Applied Computing Revision Notes

A set of notes on the topics that are going to be present on the exam.

WARNING: May contain humor, profanities and palm oil. For allergens see ingredients in bold.

Diagrams
Objected Oriented Concepts
Relationships Between Objects
Access Modifiers
Data Types
Abstract Data Structures
- Collections
- Arrays
- Lists
  - Array Lists
  - Linked Lists
- Queues
- Stacks
- Sets
- Trees
  - Binary Search Trees
- Maps
  - Hash Maps
  - Hash Function
Search
- Linear Search
- Binary Search
Sorting
Memory Allocation
Characters Encoding
- ASCII
- Unicode
Compression
Lifecycle Models

Diagrams

Class Diagram

The class diagram shows the relationships between classes, the attributes and methods, and their visibility, of each class. The structure of the packages is introduced as well. That's part of UML, btw.

Use Case

The use case diagram is a UML tool that shows how the user interacts with the system, with a list of use cases that fulfils the functional and non-functional requirements.

Sequence Diagram

The sequence diagram is an interaction diagram part of the UML tools, that shows in what order the objects cooperate in function of time.

Activity Diagram

The activity diagram is a UML tool to describe the logic flow between activities, that represents an operation of the system. Basically a flowchart, but don't say this around a UML fan.

Objected Oriented Concepts

RTFG! Read the fucking glossary: http://asch.org.uk/programming/oop/glossary.html.

And while you're there happily clicking links, you can have a read at this too: http://datastruct.hnd-computing.info.

Relationships Between Objects

Implementation

The implementation/realisation of an interface by an object. The arrow points the interface.

In case it is an external interface, the lollipop 🍭 notation is used.

Inheritance

Connects the sub-type to the super-type class, and reflects the extends keyword in Java.

The arrow points the super-type.

Dependency

A dependency represents a unidirectional relationship between two classes, implying that the change of functionality of one may cause side effects in the second.

Association

An association represents the relationship between two objects of equal magnitude.
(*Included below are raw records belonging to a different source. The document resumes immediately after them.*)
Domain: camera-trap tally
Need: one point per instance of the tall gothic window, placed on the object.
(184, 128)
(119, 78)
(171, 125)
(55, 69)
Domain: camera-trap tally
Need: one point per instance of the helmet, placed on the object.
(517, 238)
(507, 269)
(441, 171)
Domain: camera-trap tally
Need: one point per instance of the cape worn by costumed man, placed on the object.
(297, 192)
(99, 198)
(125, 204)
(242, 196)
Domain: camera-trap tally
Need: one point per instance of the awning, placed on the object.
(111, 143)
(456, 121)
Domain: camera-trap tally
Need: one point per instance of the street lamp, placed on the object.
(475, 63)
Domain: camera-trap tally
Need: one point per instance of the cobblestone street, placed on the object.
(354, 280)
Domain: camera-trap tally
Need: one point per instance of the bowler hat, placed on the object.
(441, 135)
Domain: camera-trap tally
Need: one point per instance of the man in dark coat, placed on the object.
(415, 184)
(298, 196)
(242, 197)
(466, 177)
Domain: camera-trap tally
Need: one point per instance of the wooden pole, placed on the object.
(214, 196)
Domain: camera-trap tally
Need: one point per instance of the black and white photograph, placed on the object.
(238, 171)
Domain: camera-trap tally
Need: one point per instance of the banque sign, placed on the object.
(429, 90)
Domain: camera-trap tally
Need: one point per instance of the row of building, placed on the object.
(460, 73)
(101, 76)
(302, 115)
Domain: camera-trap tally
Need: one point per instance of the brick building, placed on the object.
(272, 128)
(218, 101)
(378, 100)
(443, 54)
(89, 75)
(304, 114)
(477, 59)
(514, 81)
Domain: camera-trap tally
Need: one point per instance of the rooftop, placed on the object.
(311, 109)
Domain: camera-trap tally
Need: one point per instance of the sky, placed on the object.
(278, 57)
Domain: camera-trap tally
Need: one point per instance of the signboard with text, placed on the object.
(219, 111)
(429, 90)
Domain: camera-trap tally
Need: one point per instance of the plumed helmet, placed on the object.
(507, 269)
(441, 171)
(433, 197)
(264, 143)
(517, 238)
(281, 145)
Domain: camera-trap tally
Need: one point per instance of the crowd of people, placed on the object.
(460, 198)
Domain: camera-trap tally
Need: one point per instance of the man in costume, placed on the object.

It can be both unidirectional and bidirectional (in that case no arrowheads are used). An example of bidirectional association can be Flight – Plane.

Aggregation

An aggregation represents the "has" relationship between two objects. It is a stronger relationship than the association. It is generally used for objects that are collection of others. An example is Crew -> Pilot. It is to note that the Pilot can exist without being part of the Crew. The British Airline Pilots Association commends this statement.

Composition

A composition is a relationship representing an object being strictly part of another, that cannot exist separately. This is used to represent real-life relationships between things that cannot be separated, like an Engine being part of only a Plane. What's the matter with all these aeronautical examples? Did you want to be a pilot or something? Make up your mind, seriously.

Access Modifiers

Access modifiers let the developer chose the scope of methods and attributes.

Private

Methods and attributes marked as private can be seen only by implementations of the same class. It is useful to prevent uncontrolled access to class-specific methods and attributes.

Default / Package-Private

Methods and attributes that have no visibility modifiers explicitly declared, are treated as package-private, and they are visible only by classes in the same package. It can be used to share the access of methods and attributes only to a subsystem placed in a package.

Protected

Methods and attributes marked as protected are visible only by subclasses and classes in the same package. Why they are visible for classes in the same package remains a mystery to mankind.

Public

Methods and attributes marked as public are globally visible. This access modifier should be used only for the API of your classes.

Data Types

Primitive vs Compound types

Primitive data types are basic types that can be stored in a CPU register. Integers, floats and characters are examples of primitive data types.
Compound or Composite data types are data types that can be constructed using primitive types and other compound types. Arrays, Struct and Classes are examples of compound data types.

Primitive types (Java)

Integers

Type	bytes	bits
byte	1	8
short	2	16
int	4	32
long	8	64

Floating Points

Type	bytes	bits
float	4	32
double	8	64

Characters

Type	bytes	bits
char	2	16

Boolean

The size of a Boolean is not defined, and is left to the implementation of the Java Virtual Machine. After some digging around, it seems that the JVM treats a boolean as an integer (4 byte), because CPU are optimised for working with integers, but is able to pack an array of booleans to use 1 byte per element. Smart, innit?

Generics

In Java it possible to create classes and method that accepts a generic type instead of a specific one. For instance, a Collection is designed to work with every type, so an instance of collection is able to store an arbitrary data type. The following example shows how a generic class is implemented in Java.

/**
 * Generic Box class.
 * @param <T> the type of the value being boxed
 */
public class Box<T> {
    // T stands for "Type"
    private T t;

    public void set(T t) { this.t = t; }
    public T get() { return t; }
}

Note that it is not possible to store primitive data type as a generic, on the other hand you can to use one of the available wrapper classes.

Wrapper Classes

Java offers a set of wrapper classes that contains primitives. They add a few utility methods as well.

Primitive	Wrapper
boolean	Boolean
char	Character
byte	Byte
short	Short
int	Integer
long	Long
float	Float
double	Double

Additionally, Java compilers automatically box the generic to the wrapper class, and vice versa (unbox).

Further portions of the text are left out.